We then “painted” with glue small glass jars and bottles we had brought from home before rolling them in our glittery eggshell mixture. The last step was to place on a shelf for drying what now we realized were vases to present to our moms on Mother’s Day.

My bottle-turned-vase, with its very narrow neck, had room for perhaps one pansy or a couple of violets plucked from our yard. Still, my mother loved my creation; and I was quite proud of my handiwork.

After all these years, however, the lasting memory of that art project – back in the days when classroom teachers served as their own art instructors – was the sense of cooperation and camaraderie I felt as we classmates worked together for a common purpose, a feeling I remember to this day.

Good teachers have the unique ability to seamlessly knit together curriculum requirements in ways that make classroom and out-of-classroom assignments special, sometimes magical, often memorable. Such lessons are an important aspect of every young person’s education.
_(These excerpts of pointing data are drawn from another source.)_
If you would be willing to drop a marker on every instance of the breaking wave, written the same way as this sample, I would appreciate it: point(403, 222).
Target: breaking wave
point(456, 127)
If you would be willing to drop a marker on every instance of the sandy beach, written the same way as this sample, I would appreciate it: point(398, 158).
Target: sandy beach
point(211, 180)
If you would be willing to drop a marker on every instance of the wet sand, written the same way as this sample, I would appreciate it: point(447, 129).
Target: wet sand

It is my hope that 60 some years from now, at least a few of Grandma J’s fledgling bakers will recall their six stirs in the preparation of their cake of many colors with the same sweet nostalgia I hold for my eggshell vase. I also hope that later in this century, along about 2075 or so, many of those teenaged travelers will remember the week they saw the monument depicting Marines raising the American flag at Iwo Jima or the names of fellow citizens they traced on the Vietnam Wall, military folks who sacrificed their lives for their country in a faraway place. Very special lessons, indeed…

By Shirley Scott

Shirley Scott, a 1966 graduate of Graham High School, is a native of Champaign County. After receiving degrees in English and German from Otterbein College, she returned to GHS in 1970 where she taught until retiring in 2010. From 1976-2001 she coordinated the German Exchange Program with the Otto-Hahn-Gymnasium in Springe.